Non ci sono prove che suggeriscano che sia richiesta l’interruzione della gravidanza per i pazienti all’inizio della gravidanza, ma è sicuramente necessaria una maggior attenzione medica. Al momento, i principali disinfettanti utilizzati durante la prevenzione  di questa infezione sono usati a concentrazioni sicure e che non danneggiano il sistema riproduttivo, i gameti e gli zigoti.

Riproduzione Assistita e COVID-19
Durante la pandemia di COVID-19, le coppie dovrebbero ricevere informazioni adeguate e una consultazione psicologica in tempo per evitare la paura irrazionale e lo stress eccessivo, specialmente per i pazienti con COVID-19.
COVID-19 chiede inoltre una richiesta urgente di procedure e misure specifiche nei centri di assistenza per la tecnologia riproduttiva (PMA). Secondo le esperienze pratiche dei centri  di riproduzione assistita della Cina, ci sono diverse raccomandazioni per prestare maggiore attenzione:

– fornire adeguati dispositivi di protezione individuale (DPI) per il personale medico;

– rafforzare l’igiene e la disinfezione negli ambienti e riorganizzare le procedure e gli spazi fisici per evitare l’affollamento e i vincoli di spazio, al fine di ridurre il rischio di infezione nosocomiale;

– screening di tutti i pazienti all’arrivo, compresi anamnesi epidemiologica, misurazione della temperatura di routine e indagine sui sintomi comuni di COVID-19;

– fornire consulenza online e follow-up per evitare visite inutili durante la pandemia, se possibile;

– avviare metodi di  diagnosi, valutazione, gestione clinica e prevenzione e controllo delle infezioni essenziali;

-promuovere l’educazione alla salute per i pazienti delle misure di base per la prevenzione delle infezioni, come l’igiene delle mani, indossare maschere quando si parla faccia a faccia con gli altri,  l’allontanamento fisico e così via , oltre a mantenere uno stile di vita sano durante la pandemia.

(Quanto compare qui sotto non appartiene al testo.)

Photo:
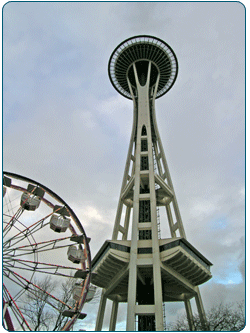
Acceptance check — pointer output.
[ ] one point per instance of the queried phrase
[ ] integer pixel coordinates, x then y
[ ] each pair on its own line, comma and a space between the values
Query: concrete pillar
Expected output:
200, 309
113, 317
189, 314
101, 311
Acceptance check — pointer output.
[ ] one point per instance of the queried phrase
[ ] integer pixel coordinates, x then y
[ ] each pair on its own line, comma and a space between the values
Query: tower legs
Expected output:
101, 311
113, 317
201, 310
189, 314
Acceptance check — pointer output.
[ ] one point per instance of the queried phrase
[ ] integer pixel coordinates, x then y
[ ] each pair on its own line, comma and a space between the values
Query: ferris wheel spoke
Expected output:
36, 247
22, 234
42, 267
37, 291
18, 214
38, 227
12, 221
15, 309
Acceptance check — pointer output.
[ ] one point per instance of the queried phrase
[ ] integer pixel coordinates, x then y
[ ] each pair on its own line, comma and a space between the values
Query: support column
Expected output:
113, 317
101, 311
200, 309
189, 314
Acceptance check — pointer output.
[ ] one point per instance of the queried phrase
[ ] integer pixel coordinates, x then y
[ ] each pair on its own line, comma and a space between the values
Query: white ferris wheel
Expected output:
43, 240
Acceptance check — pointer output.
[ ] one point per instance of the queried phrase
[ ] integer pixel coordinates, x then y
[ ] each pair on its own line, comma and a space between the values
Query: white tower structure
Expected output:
142, 269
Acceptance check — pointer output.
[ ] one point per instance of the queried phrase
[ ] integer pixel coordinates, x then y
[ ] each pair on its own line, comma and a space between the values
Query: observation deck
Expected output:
140, 50
182, 267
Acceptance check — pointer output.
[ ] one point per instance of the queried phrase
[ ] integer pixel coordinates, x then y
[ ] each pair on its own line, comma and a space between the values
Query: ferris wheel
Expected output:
43, 240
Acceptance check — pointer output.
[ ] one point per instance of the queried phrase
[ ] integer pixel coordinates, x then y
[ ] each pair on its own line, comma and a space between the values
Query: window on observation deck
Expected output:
144, 162
143, 130
144, 145
145, 234
144, 211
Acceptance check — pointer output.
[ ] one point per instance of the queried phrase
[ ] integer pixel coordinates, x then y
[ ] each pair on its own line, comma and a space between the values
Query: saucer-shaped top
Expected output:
140, 49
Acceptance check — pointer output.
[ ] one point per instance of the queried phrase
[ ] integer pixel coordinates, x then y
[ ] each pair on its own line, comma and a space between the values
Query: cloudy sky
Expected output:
66, 127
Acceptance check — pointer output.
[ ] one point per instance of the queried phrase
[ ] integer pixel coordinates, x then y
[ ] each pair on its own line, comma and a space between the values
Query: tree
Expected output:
42, 312
222, 317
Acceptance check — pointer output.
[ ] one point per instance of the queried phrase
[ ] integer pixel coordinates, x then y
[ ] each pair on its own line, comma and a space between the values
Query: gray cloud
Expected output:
65, 126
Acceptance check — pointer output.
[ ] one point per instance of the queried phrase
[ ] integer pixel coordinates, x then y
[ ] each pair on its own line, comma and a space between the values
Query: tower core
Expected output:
139, 267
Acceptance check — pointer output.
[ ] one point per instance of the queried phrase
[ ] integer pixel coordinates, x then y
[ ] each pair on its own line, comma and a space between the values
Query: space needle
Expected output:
137, 266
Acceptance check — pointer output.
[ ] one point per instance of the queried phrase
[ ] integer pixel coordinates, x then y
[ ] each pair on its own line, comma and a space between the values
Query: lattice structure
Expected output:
142, 269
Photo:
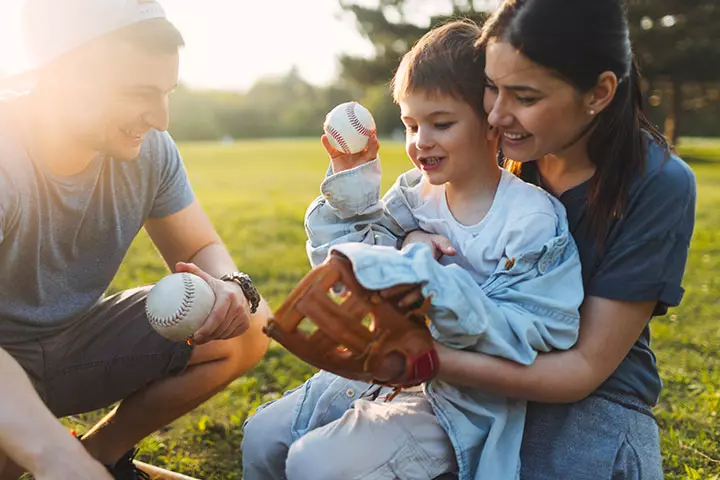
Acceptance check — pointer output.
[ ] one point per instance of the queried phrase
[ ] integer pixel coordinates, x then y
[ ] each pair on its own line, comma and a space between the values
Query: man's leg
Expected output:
268, 434
211, 368
115, 354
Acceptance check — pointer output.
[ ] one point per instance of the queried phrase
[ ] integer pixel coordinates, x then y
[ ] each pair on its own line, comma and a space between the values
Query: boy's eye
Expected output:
527, 100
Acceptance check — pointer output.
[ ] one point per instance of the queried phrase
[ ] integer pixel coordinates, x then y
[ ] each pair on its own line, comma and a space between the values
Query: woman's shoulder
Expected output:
665, 174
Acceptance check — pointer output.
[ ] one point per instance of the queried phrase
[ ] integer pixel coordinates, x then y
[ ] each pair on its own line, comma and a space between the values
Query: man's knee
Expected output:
308, 459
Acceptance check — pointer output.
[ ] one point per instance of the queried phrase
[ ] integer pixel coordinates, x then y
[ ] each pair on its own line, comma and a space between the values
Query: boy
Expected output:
512, 288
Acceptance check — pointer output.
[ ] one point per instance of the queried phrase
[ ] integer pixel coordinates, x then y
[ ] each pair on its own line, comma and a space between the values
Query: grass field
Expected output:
256, 194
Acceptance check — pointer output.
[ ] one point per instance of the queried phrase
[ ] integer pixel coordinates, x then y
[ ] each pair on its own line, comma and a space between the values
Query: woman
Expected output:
563, 95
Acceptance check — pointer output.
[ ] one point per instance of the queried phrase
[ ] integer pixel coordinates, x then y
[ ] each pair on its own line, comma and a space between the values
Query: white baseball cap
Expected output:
52, 28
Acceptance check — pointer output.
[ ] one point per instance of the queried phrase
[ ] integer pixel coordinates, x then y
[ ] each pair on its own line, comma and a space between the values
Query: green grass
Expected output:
256, 193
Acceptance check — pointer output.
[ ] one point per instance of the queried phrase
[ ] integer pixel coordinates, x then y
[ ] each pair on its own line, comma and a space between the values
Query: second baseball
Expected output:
178, 305
349, 127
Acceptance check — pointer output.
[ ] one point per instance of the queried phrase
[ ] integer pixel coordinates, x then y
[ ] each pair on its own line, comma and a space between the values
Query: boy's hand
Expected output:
439, 244
342, 161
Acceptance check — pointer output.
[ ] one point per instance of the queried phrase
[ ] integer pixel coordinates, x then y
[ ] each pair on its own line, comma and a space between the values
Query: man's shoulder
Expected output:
157, 144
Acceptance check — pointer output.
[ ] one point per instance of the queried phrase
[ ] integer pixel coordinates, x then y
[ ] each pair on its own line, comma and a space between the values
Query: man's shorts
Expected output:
103, 357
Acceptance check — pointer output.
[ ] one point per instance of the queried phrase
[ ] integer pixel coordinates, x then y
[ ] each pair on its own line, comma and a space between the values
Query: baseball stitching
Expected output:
185, 306
339, 138
355, 122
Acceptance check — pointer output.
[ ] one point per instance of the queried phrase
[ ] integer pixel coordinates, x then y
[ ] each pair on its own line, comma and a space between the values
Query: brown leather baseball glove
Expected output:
356, 334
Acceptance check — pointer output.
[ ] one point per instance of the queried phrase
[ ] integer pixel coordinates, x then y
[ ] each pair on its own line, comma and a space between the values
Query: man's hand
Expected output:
342, 161
230, 316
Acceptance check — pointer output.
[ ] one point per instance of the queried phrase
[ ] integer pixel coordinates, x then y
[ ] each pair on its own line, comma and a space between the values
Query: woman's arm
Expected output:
608, 329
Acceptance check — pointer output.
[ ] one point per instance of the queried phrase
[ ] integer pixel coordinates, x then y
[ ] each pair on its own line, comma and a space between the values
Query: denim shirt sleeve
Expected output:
349, 209
528, 305
8, 203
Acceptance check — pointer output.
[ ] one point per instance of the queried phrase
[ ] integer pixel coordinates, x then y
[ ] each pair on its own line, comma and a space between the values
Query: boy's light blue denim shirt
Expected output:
529, 306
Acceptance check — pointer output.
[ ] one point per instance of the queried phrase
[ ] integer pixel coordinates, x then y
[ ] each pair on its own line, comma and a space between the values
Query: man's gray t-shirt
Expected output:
62, 239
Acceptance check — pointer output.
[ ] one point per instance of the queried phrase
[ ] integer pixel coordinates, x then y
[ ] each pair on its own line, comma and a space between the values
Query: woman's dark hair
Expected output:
578, 40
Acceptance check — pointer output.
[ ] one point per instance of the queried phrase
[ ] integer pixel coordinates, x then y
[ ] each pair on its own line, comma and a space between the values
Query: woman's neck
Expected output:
562, 172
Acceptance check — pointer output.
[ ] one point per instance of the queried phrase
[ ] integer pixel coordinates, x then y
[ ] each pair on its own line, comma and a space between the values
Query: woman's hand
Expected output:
342, 161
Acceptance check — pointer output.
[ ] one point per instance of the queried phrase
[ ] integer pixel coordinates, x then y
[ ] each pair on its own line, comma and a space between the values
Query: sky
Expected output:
230, 44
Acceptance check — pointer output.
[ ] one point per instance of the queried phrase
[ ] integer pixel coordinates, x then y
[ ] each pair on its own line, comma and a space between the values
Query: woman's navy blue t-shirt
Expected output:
644, 254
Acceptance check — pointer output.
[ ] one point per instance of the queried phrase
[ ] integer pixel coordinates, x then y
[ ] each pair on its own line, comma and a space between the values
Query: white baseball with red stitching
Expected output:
349, 127
178, 305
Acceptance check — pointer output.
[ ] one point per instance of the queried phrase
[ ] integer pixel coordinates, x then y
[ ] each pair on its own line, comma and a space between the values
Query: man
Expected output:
85, 164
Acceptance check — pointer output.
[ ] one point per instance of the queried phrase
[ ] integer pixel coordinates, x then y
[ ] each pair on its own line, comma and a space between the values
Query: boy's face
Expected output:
445, 138
118, 95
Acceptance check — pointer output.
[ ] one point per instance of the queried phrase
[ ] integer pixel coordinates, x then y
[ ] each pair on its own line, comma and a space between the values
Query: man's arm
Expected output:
608, 329
188, 242
32, 437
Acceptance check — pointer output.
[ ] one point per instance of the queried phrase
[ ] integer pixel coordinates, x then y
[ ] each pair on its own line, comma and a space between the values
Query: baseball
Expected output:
349, 127
178, 305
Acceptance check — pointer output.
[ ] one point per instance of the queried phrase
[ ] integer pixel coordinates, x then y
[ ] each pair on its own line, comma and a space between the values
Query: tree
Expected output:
677, 43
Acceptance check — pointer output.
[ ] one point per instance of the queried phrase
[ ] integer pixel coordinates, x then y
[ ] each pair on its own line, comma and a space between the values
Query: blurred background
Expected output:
267, 69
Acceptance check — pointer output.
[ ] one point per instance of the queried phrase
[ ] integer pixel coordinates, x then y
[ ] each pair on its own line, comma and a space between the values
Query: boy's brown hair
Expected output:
444, 61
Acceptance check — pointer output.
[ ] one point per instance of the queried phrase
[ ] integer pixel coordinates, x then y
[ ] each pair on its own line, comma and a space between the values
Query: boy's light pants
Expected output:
350, 439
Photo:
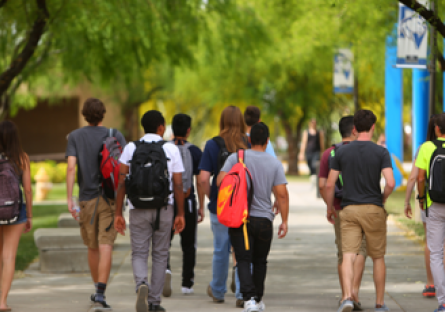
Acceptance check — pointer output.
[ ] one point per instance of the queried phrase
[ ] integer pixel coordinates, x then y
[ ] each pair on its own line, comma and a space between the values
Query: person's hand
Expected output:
201, 214
408, 211
331, 213
28, 225
282, 230
119, 225
276, 209
179, 224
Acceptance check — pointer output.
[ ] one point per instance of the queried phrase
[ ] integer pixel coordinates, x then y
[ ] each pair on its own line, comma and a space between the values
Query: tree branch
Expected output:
427, 14
19, 63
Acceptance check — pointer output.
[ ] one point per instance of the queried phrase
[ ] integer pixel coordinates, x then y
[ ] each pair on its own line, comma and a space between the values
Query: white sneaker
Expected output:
187, 291
251, 306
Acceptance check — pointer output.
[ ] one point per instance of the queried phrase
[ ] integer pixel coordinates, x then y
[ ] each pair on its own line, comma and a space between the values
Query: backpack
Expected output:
436, 178
109, 164
222, 155
234, 198
339, 182
10, 196
187, 160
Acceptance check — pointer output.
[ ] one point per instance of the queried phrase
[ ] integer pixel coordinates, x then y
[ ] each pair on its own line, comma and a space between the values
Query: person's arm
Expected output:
390, 183
119, 221
26, 181
70, 179
329, 194
421, 179
282, 199
409, 189
179, 224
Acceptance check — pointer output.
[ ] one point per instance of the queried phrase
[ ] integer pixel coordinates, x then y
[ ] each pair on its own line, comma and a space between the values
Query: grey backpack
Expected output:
187, 175
10, 198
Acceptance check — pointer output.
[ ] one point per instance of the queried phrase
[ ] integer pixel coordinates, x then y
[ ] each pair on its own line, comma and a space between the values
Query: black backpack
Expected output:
148, 184
223, 153
436, 178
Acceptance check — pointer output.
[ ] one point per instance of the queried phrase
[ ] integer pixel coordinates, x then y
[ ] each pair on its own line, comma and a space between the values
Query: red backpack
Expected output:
234, 198
109, 164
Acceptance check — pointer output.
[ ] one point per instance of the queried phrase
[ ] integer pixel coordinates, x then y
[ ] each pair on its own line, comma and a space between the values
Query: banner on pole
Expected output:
412, 38
343, 71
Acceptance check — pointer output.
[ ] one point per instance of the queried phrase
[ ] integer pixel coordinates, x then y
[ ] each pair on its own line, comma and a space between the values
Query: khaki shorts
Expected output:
356, 220
96, 234
337, 229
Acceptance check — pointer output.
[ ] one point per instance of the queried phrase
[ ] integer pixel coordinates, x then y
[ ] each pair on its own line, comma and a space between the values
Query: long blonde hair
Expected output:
233, 129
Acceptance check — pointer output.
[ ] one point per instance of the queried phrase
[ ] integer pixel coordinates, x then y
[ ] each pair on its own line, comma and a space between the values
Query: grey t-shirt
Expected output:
267, 172
85, 144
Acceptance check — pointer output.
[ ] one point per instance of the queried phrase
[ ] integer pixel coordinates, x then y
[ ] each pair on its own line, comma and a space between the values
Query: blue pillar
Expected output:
394, 108
420, 118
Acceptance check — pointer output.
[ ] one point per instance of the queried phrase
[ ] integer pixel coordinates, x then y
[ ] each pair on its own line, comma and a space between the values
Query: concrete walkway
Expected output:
301, 273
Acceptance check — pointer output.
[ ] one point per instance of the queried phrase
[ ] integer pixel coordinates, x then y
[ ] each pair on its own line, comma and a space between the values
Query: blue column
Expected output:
394, 108
421, 86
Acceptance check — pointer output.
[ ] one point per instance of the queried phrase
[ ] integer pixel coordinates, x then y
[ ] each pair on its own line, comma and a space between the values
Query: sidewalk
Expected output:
301, 274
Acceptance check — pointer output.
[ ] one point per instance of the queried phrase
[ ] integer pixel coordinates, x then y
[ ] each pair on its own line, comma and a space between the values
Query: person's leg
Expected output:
435, 236
262, 232
11, 237
160, 246
188, 244
244, 261
220, 262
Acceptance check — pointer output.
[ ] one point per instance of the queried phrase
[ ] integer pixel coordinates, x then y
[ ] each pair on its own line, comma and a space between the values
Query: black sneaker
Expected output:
156, 307
100, 305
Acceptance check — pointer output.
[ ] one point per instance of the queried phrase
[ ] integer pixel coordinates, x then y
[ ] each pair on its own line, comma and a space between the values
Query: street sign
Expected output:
412, 38
343, 71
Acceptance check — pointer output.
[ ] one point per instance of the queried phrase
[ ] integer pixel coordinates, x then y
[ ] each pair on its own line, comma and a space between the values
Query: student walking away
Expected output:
15, 214
252, 116
87, 148
191, 156
361, 164
312, 145
232, 137
151, 175
252, 255
429, 161
429, 291
348, 134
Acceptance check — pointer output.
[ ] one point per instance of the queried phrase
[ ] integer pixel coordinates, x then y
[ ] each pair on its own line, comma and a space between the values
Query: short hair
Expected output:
345, 126
252, 115
152, 120
364, 120
259, 134
440, 122
93, 110
180, 124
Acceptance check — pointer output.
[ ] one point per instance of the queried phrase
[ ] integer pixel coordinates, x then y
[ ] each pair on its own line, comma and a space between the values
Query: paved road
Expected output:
301, 274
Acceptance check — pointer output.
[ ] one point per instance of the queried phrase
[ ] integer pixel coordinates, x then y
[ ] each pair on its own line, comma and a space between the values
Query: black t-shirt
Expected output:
361, 164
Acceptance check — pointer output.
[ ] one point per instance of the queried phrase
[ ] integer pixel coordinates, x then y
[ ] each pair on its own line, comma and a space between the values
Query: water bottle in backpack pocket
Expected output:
10, 196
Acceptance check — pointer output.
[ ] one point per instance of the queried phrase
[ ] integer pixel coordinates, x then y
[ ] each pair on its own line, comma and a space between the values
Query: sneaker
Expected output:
239, 303
156, 307
100, 305
382, 308
261, 306
346, 306
429, 291
167, 291
187, 291
251, 306
141, 300
210, 293
233, 285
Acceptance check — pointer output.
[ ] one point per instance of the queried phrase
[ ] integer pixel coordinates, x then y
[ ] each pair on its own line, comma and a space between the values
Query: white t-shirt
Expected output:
174, 162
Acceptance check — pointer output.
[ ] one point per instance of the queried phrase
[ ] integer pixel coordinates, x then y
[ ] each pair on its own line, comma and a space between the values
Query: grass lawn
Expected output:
43, 217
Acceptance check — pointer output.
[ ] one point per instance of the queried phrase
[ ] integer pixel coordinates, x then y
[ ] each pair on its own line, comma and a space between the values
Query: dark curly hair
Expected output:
93, 110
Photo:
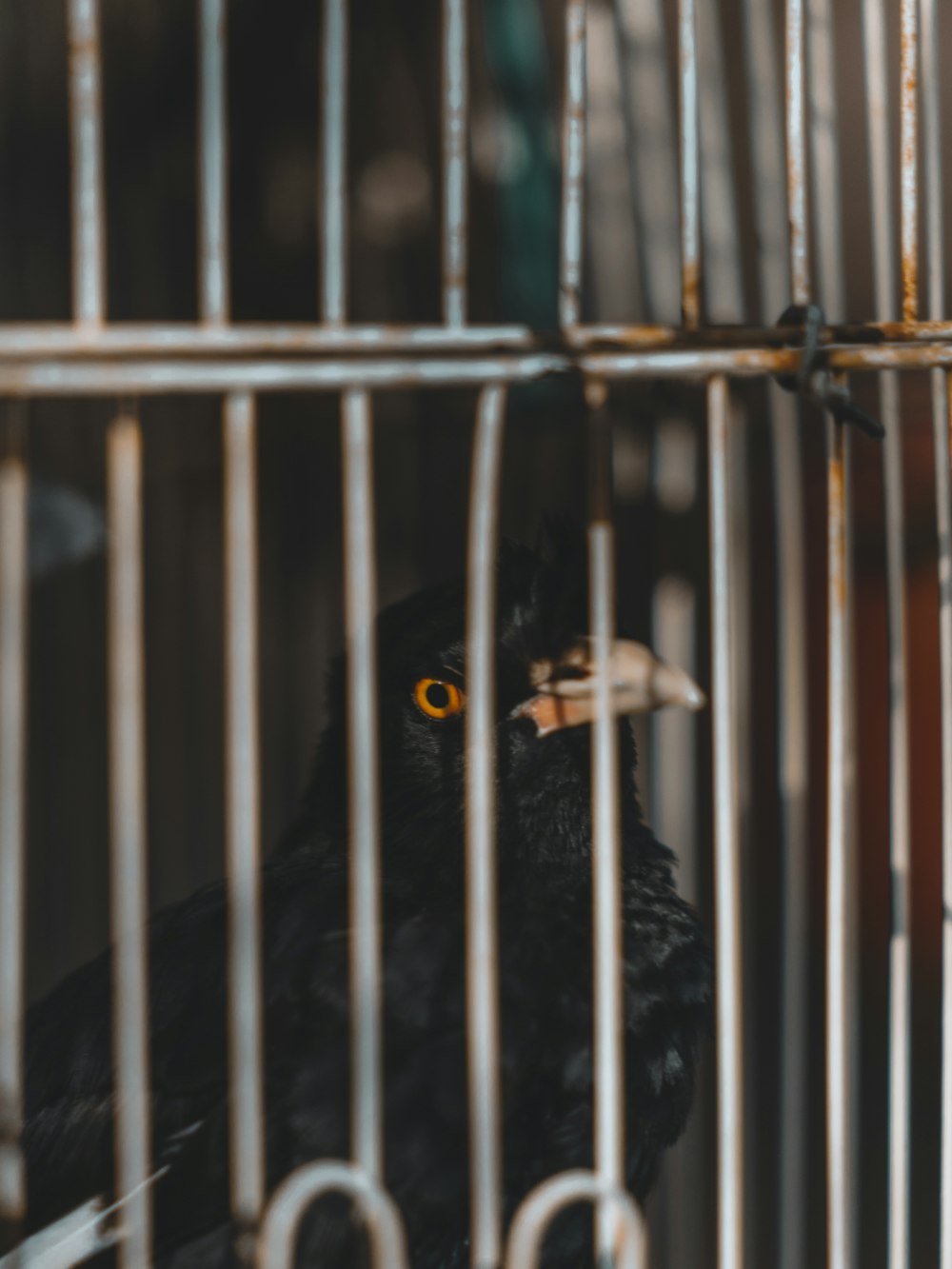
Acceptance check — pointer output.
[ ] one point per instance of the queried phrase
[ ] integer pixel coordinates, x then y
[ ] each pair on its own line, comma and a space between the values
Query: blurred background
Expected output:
422, 461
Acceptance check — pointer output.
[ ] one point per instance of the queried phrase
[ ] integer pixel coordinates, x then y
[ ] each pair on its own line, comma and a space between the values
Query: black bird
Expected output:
545, 957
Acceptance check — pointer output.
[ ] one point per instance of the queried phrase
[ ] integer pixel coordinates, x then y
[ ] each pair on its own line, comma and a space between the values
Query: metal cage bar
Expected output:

Studi precedenti hanno indicato che il nuovo coronavirus potrebbe avere un potenziale impatto sul sistema riproduttivo dei due sessi. Sono necessari ulteriori studi per valutare gli effetti a lungo termine per l’uomo e per la donna della nuova infezione SARS-Cov-2  sulla fertilità umana, i risultati della gravidanza e la crescita e lo sviluppo della loro prole, in modo da accumulare più informazioni sugli effetti riproduttivi di malattie simili.